Мечта его стала осуществляться в 1933 году. В сентябре того года двадцатилетний комсомолец Давид Нихамин был направлен в школу морских летчиков. Первый полет оставил в его памяти неизгладимый след: покрытая сыпучим снегом белая степь внизу, темные домики, узкая ленточка дороги – все это было похоже на давнюю отроческую мечту. Не было только моря. Но и море он увидел.
Это было в Евпатории, куда его назначили. Он стоял на берегу синего моря, подняв голову, смотрел вверх, а вверху, между морем и солнцем, вился голубой истребитель с белыми молниями на крыльях. Голубой истребитель, казалось, купался в воздухе, сверкал в каскаде великолепных иммельманов, петель, штопоров, бочек.
– Кто это? – восхищенно спросил Нихамин.
– Командир эскадрильи Иван Васильевич Шарапов, – ответили летчики.
Проходили дни, недели, месяцы, и уже сам Нихамин стал летать не хуже виртуоза Шарапова: неуемной, безграничной и горячей любовью полюбил он Черное море с его голубыми просторами, с его золотым сиянием по утрам, с его крепким запахом.
Первый день войны застал Давида Нихамина в Севастополе.
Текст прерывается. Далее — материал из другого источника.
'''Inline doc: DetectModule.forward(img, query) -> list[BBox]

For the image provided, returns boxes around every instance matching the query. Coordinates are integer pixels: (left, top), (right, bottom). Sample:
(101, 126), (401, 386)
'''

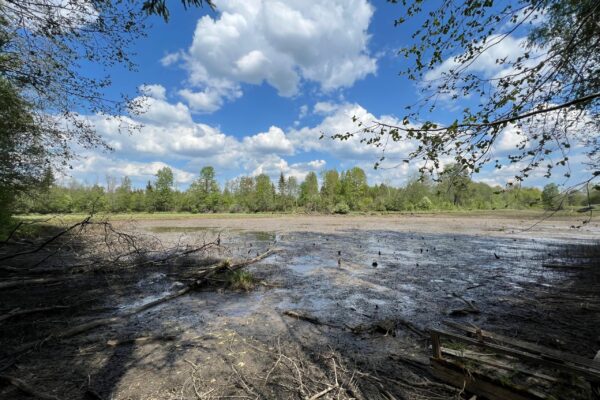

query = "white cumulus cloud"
(168, 0), (377, 112)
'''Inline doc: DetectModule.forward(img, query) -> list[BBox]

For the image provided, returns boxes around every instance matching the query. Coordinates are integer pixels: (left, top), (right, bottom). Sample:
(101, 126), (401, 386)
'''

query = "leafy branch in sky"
(334, 0), (600, 181)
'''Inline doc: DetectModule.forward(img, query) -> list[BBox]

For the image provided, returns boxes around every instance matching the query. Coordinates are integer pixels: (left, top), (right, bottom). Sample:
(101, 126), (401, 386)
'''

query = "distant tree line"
(16, 165), (600, 214)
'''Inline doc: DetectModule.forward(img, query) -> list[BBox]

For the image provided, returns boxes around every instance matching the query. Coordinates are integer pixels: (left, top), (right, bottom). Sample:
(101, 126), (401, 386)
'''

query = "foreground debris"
(431, 321), (600, 400)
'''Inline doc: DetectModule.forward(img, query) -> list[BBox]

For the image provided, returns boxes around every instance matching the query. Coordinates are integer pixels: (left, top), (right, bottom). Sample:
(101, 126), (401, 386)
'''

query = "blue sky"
(71, 0), (585, 188)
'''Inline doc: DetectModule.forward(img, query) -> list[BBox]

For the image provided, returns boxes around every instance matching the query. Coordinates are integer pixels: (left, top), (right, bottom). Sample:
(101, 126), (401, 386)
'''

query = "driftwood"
(0, 215), (92, 261)
(106, 335), (177, 347)
(430, 328), (600, 400)
(5, 249), (277, 360)
(0, 306), (73, 322)
(283, 310), (323, 325)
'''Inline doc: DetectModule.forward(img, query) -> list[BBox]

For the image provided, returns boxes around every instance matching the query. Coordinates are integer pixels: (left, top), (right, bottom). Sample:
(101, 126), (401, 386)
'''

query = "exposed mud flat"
(0, 217), (600, 399)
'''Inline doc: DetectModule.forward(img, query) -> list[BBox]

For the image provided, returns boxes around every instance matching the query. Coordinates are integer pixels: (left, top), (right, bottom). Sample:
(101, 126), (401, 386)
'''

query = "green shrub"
(333, 202), (350, 214)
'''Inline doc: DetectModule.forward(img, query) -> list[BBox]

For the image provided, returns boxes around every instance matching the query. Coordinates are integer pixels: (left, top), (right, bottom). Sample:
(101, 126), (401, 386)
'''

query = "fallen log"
(0, 249), (278, 360)
(106, 335), (177, 347)
(0, 306), (73, 322)
(283, 310), (322, 325)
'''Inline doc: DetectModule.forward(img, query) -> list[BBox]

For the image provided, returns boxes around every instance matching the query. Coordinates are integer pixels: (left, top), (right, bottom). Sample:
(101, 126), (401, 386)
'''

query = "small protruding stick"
(431, 332), (442, 360)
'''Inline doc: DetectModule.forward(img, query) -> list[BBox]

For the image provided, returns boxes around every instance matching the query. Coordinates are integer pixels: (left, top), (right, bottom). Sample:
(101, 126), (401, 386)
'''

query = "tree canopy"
(334, 0), (600, 186)
(0, 0), (214, 219)
(16, 165), (600, 214)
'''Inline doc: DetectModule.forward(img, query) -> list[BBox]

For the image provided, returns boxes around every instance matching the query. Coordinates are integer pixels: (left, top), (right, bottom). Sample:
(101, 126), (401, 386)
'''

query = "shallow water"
(113, 227), (596, 326)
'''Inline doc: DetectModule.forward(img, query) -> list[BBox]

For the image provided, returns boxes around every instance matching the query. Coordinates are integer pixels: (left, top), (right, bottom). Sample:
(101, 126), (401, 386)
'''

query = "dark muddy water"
(122, 227), (596, 344)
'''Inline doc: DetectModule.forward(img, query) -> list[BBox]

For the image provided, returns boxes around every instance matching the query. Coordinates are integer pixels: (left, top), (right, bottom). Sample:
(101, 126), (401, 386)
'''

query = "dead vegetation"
(0, 216), (276, 399)
(0, 218), (600, 400)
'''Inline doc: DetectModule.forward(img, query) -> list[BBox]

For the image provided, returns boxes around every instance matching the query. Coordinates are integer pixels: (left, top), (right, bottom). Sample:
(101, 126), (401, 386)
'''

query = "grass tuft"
(227, 270), (256, 292)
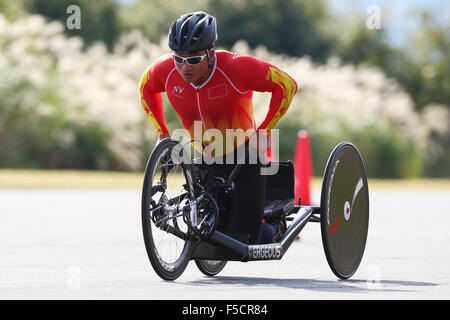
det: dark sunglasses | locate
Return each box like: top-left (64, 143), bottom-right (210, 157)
top-left (172, 53), bottom-right (207, 66)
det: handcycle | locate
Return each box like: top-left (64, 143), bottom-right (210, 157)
top-left (141, 139), bottom-right (369, 280)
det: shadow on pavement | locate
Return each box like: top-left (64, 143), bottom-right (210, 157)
top-left (188, 276), bottom-right (438, 293)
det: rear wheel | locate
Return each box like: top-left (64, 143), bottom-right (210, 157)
top-left (142, 139), bottom-right (194, 280)
top-left (320, 142), bottom-right (369, 279)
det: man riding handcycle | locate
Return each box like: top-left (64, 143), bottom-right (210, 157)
top-left (139, 12), bottom-right (368, 280)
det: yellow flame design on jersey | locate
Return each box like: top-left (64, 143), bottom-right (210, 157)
top-left (266, 67), bottom-right (297, 133)
top-left (139, 69), bottom-right (163, 135)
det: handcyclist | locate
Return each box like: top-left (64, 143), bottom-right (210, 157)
top-left (139, 11), bottom-right (297, 244)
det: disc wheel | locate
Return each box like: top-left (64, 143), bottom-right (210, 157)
top-left (320, 142), bottom-right (369, 279)
top-left (141, 139), bottom-right (194, 280)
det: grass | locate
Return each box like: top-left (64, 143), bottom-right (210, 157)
top-left (0, 169), bottom-right (450, 190)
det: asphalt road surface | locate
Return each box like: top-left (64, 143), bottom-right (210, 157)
top-left (0, 189), bottom-right (450, 300)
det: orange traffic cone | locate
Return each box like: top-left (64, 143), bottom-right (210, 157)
top-left (294, 130), bottom-right (313, 206)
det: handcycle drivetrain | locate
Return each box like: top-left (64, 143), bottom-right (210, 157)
top-left (141, 139), bottom-right (369, 280)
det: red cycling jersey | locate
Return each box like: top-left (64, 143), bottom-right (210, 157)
top-left (139, 50), bottom-right (297, 155)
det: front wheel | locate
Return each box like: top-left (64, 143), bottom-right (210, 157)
top-left (141, 139), bottom-right (194, 280)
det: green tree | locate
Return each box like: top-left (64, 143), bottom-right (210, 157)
top-left (208, 0), bottom-right (332, 62)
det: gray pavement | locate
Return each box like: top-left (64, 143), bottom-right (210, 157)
top-left (0, 189), bottom-right (450, 300)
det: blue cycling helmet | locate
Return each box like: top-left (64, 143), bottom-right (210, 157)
top-left (169, 11), bottom-right (217, 53)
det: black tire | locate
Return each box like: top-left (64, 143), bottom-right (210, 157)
top-left (320, 142), bottom-right (369, 279)
top-left (141, 139), bottom-right (193, 280)
top-left (195, 260), bottom-right (227, 277)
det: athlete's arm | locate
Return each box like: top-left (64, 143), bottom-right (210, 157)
top-left (238, 56), bottom-right (298, 134)
top-left (139, 56), bottom-right (169, 136)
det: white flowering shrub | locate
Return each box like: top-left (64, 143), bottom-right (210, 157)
top-left (0, 15), bottom-right (450, 177)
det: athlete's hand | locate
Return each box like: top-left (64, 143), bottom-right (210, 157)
top-left (158, 133), bottom-right (170, 143)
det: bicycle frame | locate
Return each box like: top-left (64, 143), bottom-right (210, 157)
top-left (191, 206), bottom-right (320, 262)
top-left (156, 143), bottom-right (320, 262)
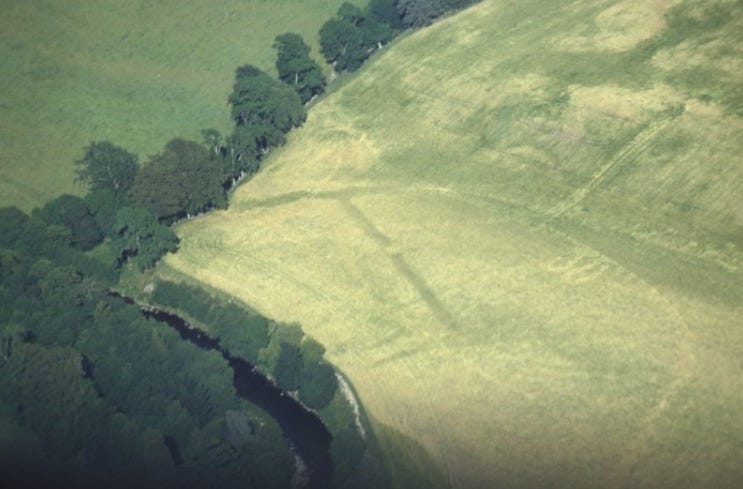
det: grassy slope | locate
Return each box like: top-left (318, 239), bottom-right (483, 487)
top-left (0, 0), bottom-right (358, 209)
top-left (166, 0), bottom-right (743, 487)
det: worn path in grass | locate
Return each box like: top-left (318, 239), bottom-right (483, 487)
top-left (163, 0), bottom-right (743, 488)
top-left (0, 0), bottom-right (357, 210)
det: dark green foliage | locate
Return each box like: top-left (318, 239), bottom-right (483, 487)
top-left (320, 2), bottom-right (400, 72)
top-left (33, 194), bottom-right (103, 250)
top-left (152, 281), bottom-right (269, 365)
top-left (85, 189), bottom-right (131, 237)
top-left (273, 342), bottom-right (304, 391)
top-left (75, 141), bottom-right (137, 195)
top-left (320, 17), bottom-right (370, 72)
top-left (209, 304), bottom-right (268, 364)
top-left (229, 65), bottom-right (307, 173)
top-left (273, 32), bottom-right (325, 103)
top-left (132, 139), bottom-right (227, 222)
top-left (181, 413), bottom-right (293, 489)
top-left (111, 207), bottom-right (178, 270)
top-left (367, 0), bottom-right (403, 29)
top-left (397, 0), bottom-right (446, 27)
top-left (0, 343), bottom-right (112, 457)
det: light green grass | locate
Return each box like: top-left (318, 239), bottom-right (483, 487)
top-left (0, 0), bottom-right (360, 210)
top-left (163, 0), bottom-right (743, 488)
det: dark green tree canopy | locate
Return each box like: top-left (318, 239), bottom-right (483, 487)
top-left (75, 141), bottom-right (137, 194)
top-left (229, 65), bottom-right (307, 133)
top-left (320, 17), bottom-right (369, 71)
top-left (111, 207), bottom-right (178, 270)
top-left (33, 194), bottom-right (103, 250)
top-left (227, 65), bottom-right (307, 173)
top-left (132, 139), bottom-right (227, 222)
top-left (273, 32), bottom-right (326, 103)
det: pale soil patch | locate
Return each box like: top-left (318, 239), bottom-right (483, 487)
top-left (557, 0), bottom-right (679, 52)
top-left (565, 85), bottom-right (684, 123)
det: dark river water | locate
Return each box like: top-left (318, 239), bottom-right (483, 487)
top-left (111, 293), bottom-right (333, 489)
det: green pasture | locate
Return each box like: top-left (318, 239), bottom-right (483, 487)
top-left (0, 0), bottom-right (360, 210)
top-left (162, 0), bottom-right (743, 488)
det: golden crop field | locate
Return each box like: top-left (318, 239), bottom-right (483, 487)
top-left (162, 0), bottom-right (743, 488)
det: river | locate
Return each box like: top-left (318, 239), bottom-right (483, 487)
top-left (110, 292), bottom-right (333, 489)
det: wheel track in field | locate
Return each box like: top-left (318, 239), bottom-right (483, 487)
top-left (546, 116), bottom-right (675, 218)
top-left (547, 221), bottom-right (696, 489)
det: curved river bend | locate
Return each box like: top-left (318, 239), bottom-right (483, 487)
top-left (110, 292), bottom-right (333, 489)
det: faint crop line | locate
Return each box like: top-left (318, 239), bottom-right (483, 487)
top-left (547, 117), bottom-right (673, 217)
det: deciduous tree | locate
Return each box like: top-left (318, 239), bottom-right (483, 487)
top-left (273, 32), bottom-right (325, 103)
top-left (75, 141), bottom-right (137, 194)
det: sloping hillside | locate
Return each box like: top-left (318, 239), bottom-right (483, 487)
top-left (163, 0), bottom-right (743, 488)
top-left (0, 0), bottom-right (356, 209)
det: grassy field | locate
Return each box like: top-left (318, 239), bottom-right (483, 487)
top-left (163, 0), bottom-right (743, 488)
top-left (0, 0), bottom-right (358, 210)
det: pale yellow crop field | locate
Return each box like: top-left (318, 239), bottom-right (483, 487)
top-left (163, 0), bottom-right (743, 488)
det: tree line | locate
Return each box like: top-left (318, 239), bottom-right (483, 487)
top-left (0, 0), bottom-right (482, 488)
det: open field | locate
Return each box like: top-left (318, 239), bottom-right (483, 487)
top-left (163, 0), bottom-right (743, 488)
top-left (0, 0), bottom-right (360, 210)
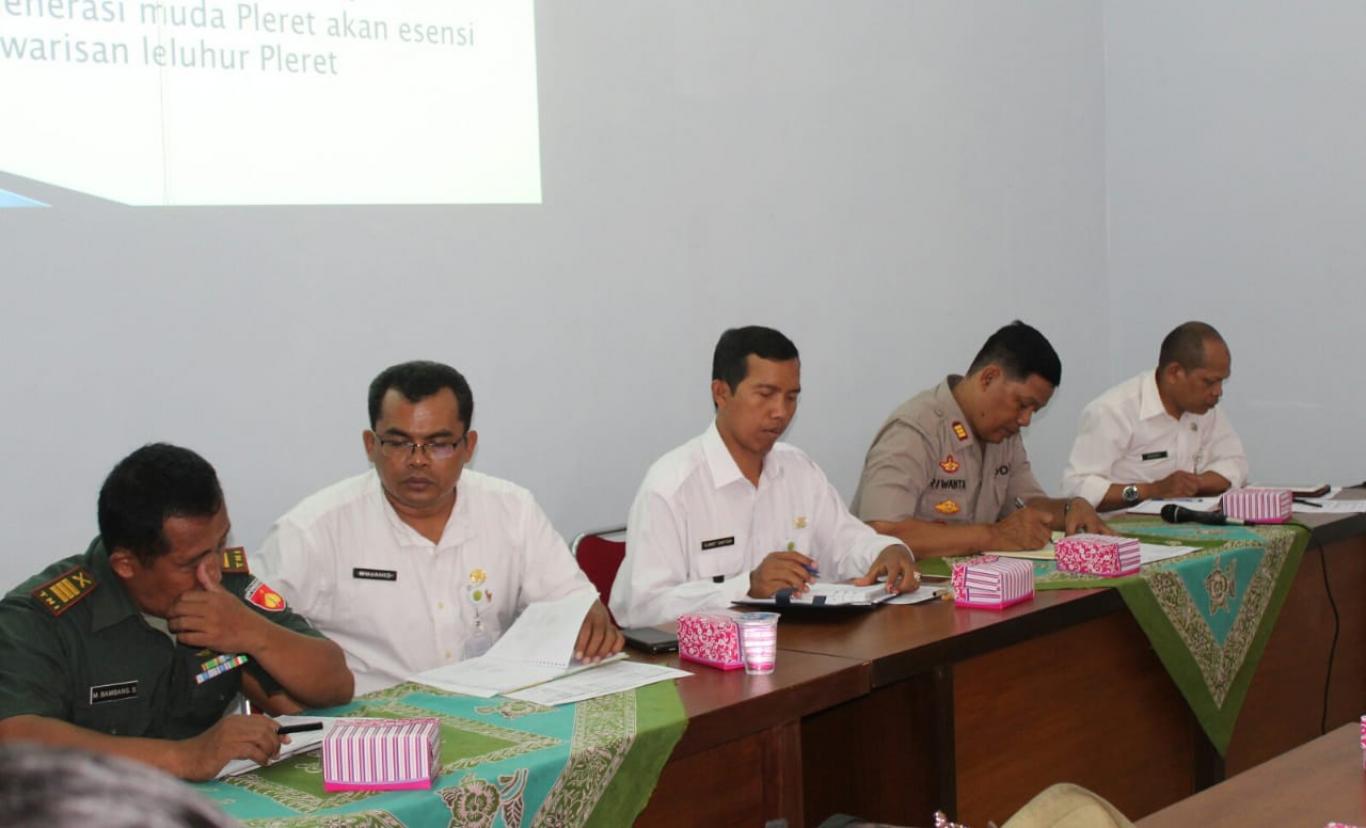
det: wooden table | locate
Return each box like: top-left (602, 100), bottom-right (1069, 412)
top-left (637, 652), bottom-right (869, 828)
top-left (1138, 723), bottom-right (1366, 828)
top-left (779, 505), bottom-right (1366, 824)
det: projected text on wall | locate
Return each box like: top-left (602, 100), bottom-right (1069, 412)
top-left (0, 0), bottom-right (541, 205)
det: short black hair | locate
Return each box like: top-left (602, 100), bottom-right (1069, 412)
top-left (712, 325), bottom-right (798, 392)
top-left (370, 359), bottom-right (474, 430)
top-left (1157, 321), bottom-right (1224, 370)
top-left (98, 443), bottom-right (223, 563)
top-left (967, 320), bottom-right (1063, 388)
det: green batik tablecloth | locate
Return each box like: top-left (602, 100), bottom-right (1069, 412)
top-left (921, 519), bottom-right (1309, 756)
top-left (197, 682), bottom-right (687, 828)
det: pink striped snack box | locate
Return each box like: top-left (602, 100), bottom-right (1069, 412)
top-left (679, 611), bottom-right (744, 670)
top-left (1053, 534), bottom-right (1142, 577)
top-left (322, 719), bottom-right (441, 791)
top-left (1218, 489), bottom-right (1291, 523)
top-left (953, 555), bottom-right (1034, 609)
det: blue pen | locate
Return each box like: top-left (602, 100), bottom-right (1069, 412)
top-left (787, 541), bottom-right (821, 578)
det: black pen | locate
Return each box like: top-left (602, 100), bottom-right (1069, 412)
top-left (275, 721), bottom-right (322, 736)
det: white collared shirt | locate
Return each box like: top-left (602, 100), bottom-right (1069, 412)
top-left (1063, 370), bottom-right (1247, 506)
top-left (250, 469), bottom-right (593, 694)
top-left (611, 422), bottom-right (904, 627)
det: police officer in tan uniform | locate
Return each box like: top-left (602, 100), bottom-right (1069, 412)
top-left (852, 321), bottom-right (1109, 556)
top-left (0, 444), bottom-right (352, 780)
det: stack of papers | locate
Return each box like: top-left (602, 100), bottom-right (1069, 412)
top-left (214, 716), bottom-right (342, 779)
top-left (413, 592), bottom-right (693, 705)
top-left (413, 592), bottom-right (611, 698)
top-left (735, 581), bottom-right (896, 607)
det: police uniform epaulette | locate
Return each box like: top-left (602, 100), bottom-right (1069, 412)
top-left (30, 567), bottom-right (96, 616)
top-left (221, 547), bottom-right (250, 575)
Прослушав по радио речь Молотова, молодой летчик твердо зашагал к своему самолету, взял снежно-белую краску и собственноручно написал на борту: «За Родину! За Сталина!».
Особая группа генерала авиации Ермаченкова, куда попал Давид Нихамин, действовала на морских коммуникациях и прикрывала корабли по линии Севастополь – Одесса. Черноморским летчикам-истребителям пришлось летать и на штурмовку и даже на бомбежку. Второго сентября 1941 года Давид сбил первого «мессера». Приземлившись на аэродроме, он сел в машину и поехал к месту гибели вражеского самолета. «Мессер» еще дымился. Неподалеку, раскинув руки, лежал немец-пилот. «Я сильнее его, – подумал Нихамин, – и я еще встречусь с ними…»
Встречаться с немцами ему довелось не раз. Наступили горячие дни обороны черноморских портов – Одессы, Севастополя, Новороссийска. Точно гордые демоны бури носились над родным морем летчики-истребители, и среди них – один из самых славных – капитан морской авиации Давид Нихамин. В течение жаркого лета, первого лета большой войны, Нихамин сбил шесть немецких самолетов. Орден Ленина и орден Красного Знамени сверкали на синем кителе летчика, а он оставался таким же молчаливым, застенчивым, скромным.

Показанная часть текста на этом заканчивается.